La mue du bikutsi commence avec un certain Messi Martin qui y introduit la guitare électro-acoustique. Son objectif étant de faire ressortir le son sec du balafon, il introduit alors un morceau de tissu entre le chevalet et les crins de la guitare. Entre 1980 et 1990, c’est la floraison du «bikutsi» qui connait une forte ampleur nationale et internationale. Beaucoup de grands noms émergent alors et le rythme rivalise avec d’autres musiques comme le «kwasa kwasa» et la «rumba». C’est au cours de cette décennie que voit émerger le célèbre groupe les «têtes brûlées». Avec un guitariste surdoué, le groupe introduit la guitare électrique parmi les instruments utilisés dans le bikutsi. D’autres grands noms se font aussi connaitre comme Ange Ebogo Emerand, Nkodo Sitony ou un certain Mbarga Soukouss qui avec, sa chanson à succès «Essamba» (le rang) mobilise les foules de l’époque. Au cours de cette période, l’artiste Sally Nyolo se distingue par le coup d’accélérateur qu’elle donne à l’ «écclectisation» du «bikutsi». Elle teinte ses titres avec d’autres rythmes musicaux dont le reggae. C’est encore elle qui sonne le glas de l’exclusivité des langues betis dans le «bikutsi». Dans son album «Multiculti», elle introduit le français, l’anglais et même l’arabe. Certains artistes se font par ailleurs connaitre à l’international, dont Ottou Marcellin, adoubé de plusieurs distinctions internationales et considéré comme le «Georges Brassens camerounais».

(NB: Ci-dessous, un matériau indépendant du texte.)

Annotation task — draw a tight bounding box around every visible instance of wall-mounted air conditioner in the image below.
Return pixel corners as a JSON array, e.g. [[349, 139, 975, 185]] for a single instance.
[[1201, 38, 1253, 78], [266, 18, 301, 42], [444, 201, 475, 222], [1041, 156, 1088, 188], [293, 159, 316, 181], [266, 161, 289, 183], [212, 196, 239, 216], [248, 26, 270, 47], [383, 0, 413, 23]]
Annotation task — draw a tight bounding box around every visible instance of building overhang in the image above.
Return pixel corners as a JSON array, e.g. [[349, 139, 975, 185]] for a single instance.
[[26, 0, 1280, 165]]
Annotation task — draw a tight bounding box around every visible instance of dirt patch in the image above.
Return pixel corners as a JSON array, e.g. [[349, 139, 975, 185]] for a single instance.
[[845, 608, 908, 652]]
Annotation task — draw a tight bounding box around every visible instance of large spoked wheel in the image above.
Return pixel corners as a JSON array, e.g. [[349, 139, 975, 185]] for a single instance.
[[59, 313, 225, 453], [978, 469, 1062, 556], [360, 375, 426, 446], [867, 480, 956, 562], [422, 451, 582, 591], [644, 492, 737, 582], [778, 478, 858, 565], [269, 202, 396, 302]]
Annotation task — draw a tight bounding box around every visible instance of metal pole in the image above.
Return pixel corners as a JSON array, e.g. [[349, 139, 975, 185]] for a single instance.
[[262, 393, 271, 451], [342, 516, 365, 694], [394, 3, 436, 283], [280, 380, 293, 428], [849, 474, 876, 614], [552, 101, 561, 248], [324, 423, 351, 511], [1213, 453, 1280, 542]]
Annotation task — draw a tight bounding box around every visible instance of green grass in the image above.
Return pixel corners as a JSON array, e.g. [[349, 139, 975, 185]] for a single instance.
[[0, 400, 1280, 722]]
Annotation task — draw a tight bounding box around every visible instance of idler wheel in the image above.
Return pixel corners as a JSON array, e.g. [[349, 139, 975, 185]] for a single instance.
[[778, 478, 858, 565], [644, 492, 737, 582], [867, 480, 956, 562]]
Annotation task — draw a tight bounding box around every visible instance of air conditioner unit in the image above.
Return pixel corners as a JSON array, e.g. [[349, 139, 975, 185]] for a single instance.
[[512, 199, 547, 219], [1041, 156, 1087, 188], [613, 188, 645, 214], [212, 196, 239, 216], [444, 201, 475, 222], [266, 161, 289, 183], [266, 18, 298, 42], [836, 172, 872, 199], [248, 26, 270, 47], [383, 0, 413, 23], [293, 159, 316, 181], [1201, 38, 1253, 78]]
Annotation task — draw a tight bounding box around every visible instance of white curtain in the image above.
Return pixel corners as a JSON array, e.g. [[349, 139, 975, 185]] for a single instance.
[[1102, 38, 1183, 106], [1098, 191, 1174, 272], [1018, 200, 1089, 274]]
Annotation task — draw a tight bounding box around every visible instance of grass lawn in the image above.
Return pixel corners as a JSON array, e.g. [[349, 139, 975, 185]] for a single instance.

Les années 2000 et 2010 voient la naissance d’une nouvelle génération, avec un paysage largement féminisé. Celle-ci se démarque, notamment par des danses électriques et des paroles crues. Des noms comme Aijo Mamadou, Lady Ponce, Majoie, Tonton Ebogo, Tsimi Torro, Patou bass contribuent ainsi à populariser d’une nouvelle manière le rythme «bikutsi». Un festival international «festi bikutsi» vise dans la même lignée à promouvoir davantage ce genre musical hors des frontières camerounaises et africaines.
Si le «bikutsi» a gagné ses titres de noblesse, les ténors de cet art musical dénoncent aujourd’hui l’amateurisme de certains artistes sans compter la naissance de la piraterie et l’avènement de la programmation assistée par ordinateur qui le parasitent.